İşte biz, Hazret-i Yûnus Aleyhisselâm’ın birinci vaz‘iyetinden yüz derece daha müdhiş bir vaz‘iyetteyiz. Gecemiz, istikbâldir. İstikbâlimiz, nazar-ı gafletle onun gecesinden yüz derece daha karanlıklı ve dehşetlidir. Denizimiz, şu sergerdân küre-i zemînimizdir ki; bu denizin her mevcinde binler cenaze bulunuyor; onun denizinden bin derece daha korkuludur. Bizim hevâ-yı nefsimiz ise, hûtumuzdur; hayat-ı ebediyemizi sıkıp mahvına çalışıyor. Bu hût, onun hûtundan bin derece daha muzırdır. Çünkü onun hûtu, yüz senelik bir hayatı mahveder. Bizim hûtumuz, yüz milyonlar senelik hayatımızın mahvına çalışıyor.

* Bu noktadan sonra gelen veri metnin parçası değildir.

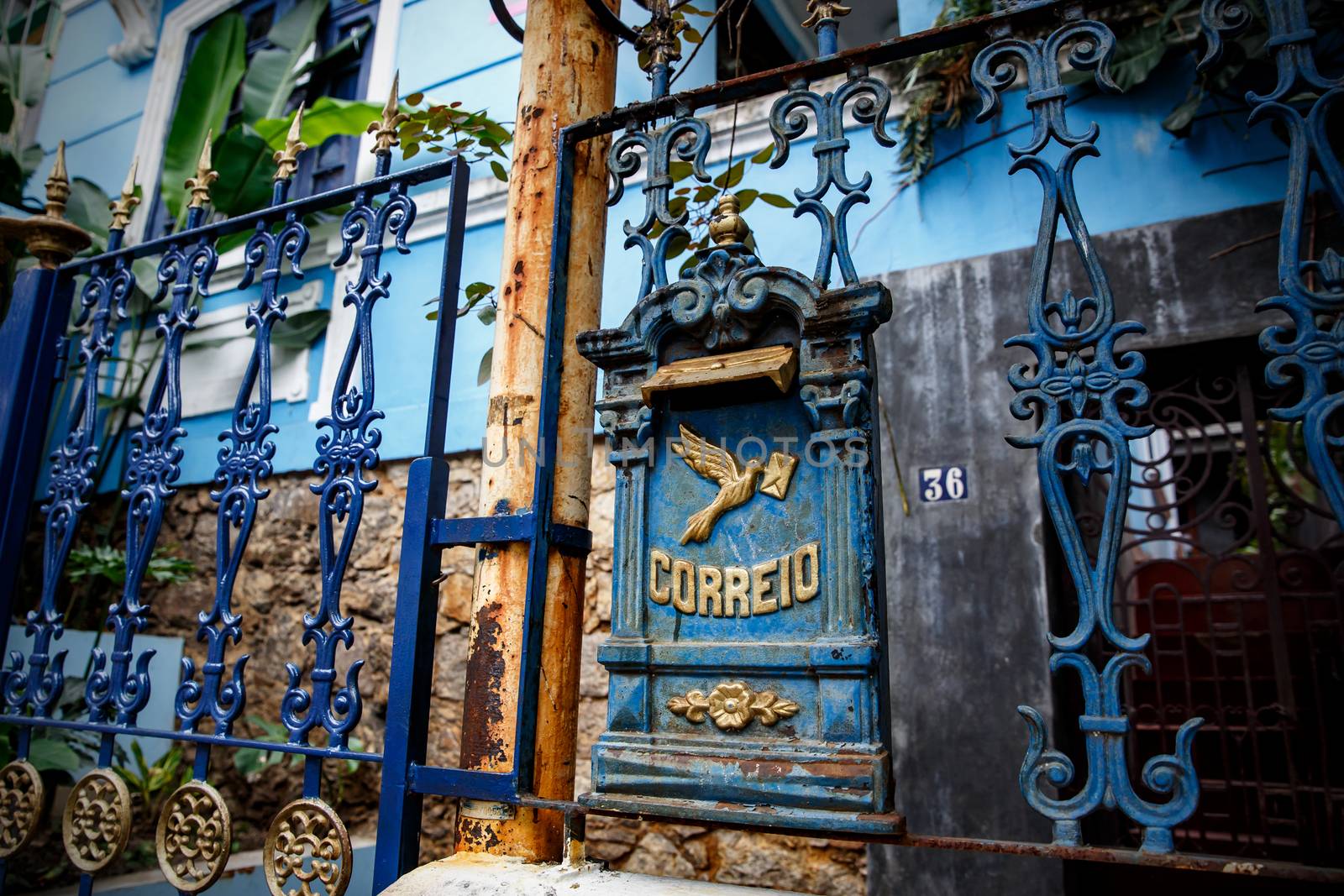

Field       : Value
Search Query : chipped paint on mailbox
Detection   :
[580,194,900,831]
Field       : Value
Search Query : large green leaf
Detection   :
[244,0,328,123]
[66,177,112,245]
[1110,25,1167,90]
[0,82,15,134]
[270,307,332,349]
[0,45,47,109]
[29,737,82,773]
[159,12,247,217]
[253,97,383,149]
[210,125,276,217]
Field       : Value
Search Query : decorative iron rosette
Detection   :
[60,768,130,873]
[262,797,354,896]
[155,780,234,893]
[0,759,47,858]
[667,681,798,731]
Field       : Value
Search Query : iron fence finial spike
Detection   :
[365,71,410,156]
[273,103,307,180]
[710,192,751,246]
[183,128,219,208]
[47,139,70,217]
[108,156,139,230]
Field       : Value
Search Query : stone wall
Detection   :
[18,446,867,896]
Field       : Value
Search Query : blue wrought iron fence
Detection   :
[0,0,1344,893]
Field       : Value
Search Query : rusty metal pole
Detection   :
[457,0,620,861]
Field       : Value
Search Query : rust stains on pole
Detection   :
[457,0,620,861]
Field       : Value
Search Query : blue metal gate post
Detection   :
[0,267,74,656]
[374,159,470,893]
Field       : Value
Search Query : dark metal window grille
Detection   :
[1058,340,1344,865]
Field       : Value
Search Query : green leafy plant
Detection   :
[649,144,795,275]
[112,740,191,818]
[878,0,1344,193]
[396,92,513,174]
[234,715,365,804]
[0,676,109,782]
[66,544,197,585]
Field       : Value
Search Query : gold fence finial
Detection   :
[183,129,219,208]
[636,0,690,71]
[47,139,70,219]
[0,139,90,263]
[365,71,410,153]
[710,192,751,246]
[108,156,139,230]
[802,0,851,29]
[273,103,307,180]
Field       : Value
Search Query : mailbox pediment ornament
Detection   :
[578,182,902,833]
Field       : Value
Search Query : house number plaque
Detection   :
[580,196,900,831]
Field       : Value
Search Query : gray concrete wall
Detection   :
[869,206,1278,896]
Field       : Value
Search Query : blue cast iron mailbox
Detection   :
[580,196,902,831]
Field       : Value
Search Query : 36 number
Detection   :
[919,466,966,504]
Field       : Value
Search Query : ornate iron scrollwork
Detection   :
[262,799,354,896]
[606,109,710,297]
[60,768,130,874]
[85,206,219,724]
[4,254,136,719]
[1200,0,1344,521]
[770,65,896,289]
[972,20,1203,853]
[176,163,309,741]
[280,160,415,748]
[0,759,47,858]
[155,780,234,893]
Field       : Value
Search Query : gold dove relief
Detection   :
[672,423,798,544]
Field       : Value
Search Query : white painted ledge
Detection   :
[383,853,811,896]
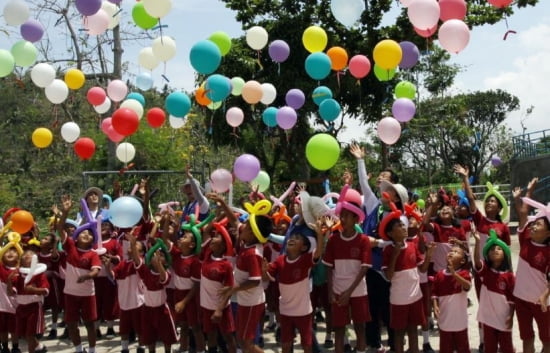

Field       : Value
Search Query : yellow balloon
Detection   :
[32,127,53,148]
[65,69,86,90]
[302,26,328,53]
[372,39,403,70]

Madem hakîkî vaz‘iyetimiz budur; biz de Hazret-i Yûnus Aleyhisselâm’a iktidâ edip, umum esbâbdan yüzümüzü çevirip doğrudan doğruya müsebbibü’l-esbâb olan Rabbimize ilticâ ederek, لَٓا اِلٰهَ اِلَّٓا اَنْتَ سُبْحَانَكَ اِنّ۪ي كُنْتُ مِنَ الظَّالِم۪ينَ demeliyiz. Ve aynelyakîn anlamalıyız ki; gaflet ve dalâletimiz sebebiyle aleyhimize ittifâk eden istikbâl ve dünya ve hevâ-yı nefsimizin zararlarını def‘ edecek yalnız o zât olabilir ki; istikbâl taht-ı emrinde, dünya taht-ı hükmünde, nefsimiz, taht-ı idâresindedir.

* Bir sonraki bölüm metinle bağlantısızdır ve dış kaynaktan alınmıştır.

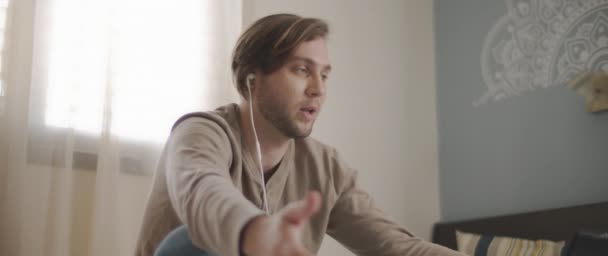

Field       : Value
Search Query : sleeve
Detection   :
[327,166,464,256]
[165,118,264,256]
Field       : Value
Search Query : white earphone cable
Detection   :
[247,76,270,215]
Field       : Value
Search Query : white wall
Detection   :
[243,0,439,255]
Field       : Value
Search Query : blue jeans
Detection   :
[154,225,214,256]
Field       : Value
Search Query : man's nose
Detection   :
[306,75,325,98]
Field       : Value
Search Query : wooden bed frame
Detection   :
[432,202,608,250]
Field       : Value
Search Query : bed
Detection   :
[432,202,608,254]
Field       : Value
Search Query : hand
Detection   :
[242,191,321,256]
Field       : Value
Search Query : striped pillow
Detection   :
[456,230,567,256]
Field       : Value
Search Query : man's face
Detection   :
[254,38,331,138]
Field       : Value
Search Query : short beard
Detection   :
[258,91,314,138]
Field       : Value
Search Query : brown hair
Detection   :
[232,14,329,99]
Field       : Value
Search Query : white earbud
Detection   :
[246,73,270,215]
[247,73,255,87]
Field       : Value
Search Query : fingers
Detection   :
[283,191,321,224]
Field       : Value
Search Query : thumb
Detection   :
[283,191,321,224]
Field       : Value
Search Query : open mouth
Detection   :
[300,107,317,115]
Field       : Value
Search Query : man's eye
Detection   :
[296,67,308,75]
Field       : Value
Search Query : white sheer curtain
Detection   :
[0,0,241,256]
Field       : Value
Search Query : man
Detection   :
[136,14,460,256]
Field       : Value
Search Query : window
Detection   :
[44,0,209,143]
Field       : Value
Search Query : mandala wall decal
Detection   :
[473,0,608,107]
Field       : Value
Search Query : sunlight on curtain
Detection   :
[44,0,216,142]
[0,0,242,256]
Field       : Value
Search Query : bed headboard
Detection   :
[432,202,608,249]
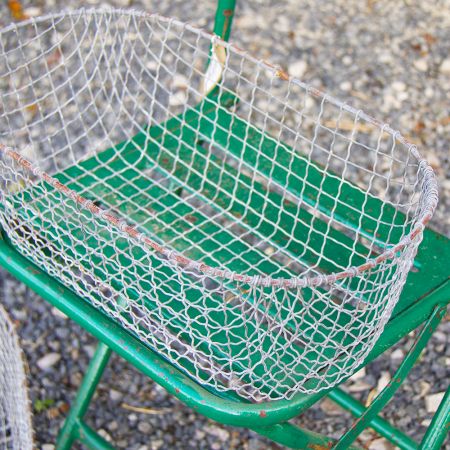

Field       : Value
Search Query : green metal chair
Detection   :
[0,0,450,449]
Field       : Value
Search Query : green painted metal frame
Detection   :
[0,0,450,450]
[0,230,450,450]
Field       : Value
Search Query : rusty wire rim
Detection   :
[0,8,438,288]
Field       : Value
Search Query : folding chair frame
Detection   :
[0,0,450,450]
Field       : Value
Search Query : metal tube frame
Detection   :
[0,235,450,450]
[0,0,450,450]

Acaba Hâlik-ı Semâvât ve Arz’dan başka hangi sebeb var ki, en ince ve en gizli hâtırât-ı kalbimizi bilecek; ve bizim için istikbâli, âhiretin îcâdıyla ışıklandıracak; ve bizi dünyanın yüz bin boğucu emvâcından kurtaracak. Hâşâ! Zât-ı Vâcibü’l-Vücûd’dan başka hiçbir şey, hiçbir cihette onun izin ve irâdesi olmadan imdâd edemez ve halâskâr olamaz.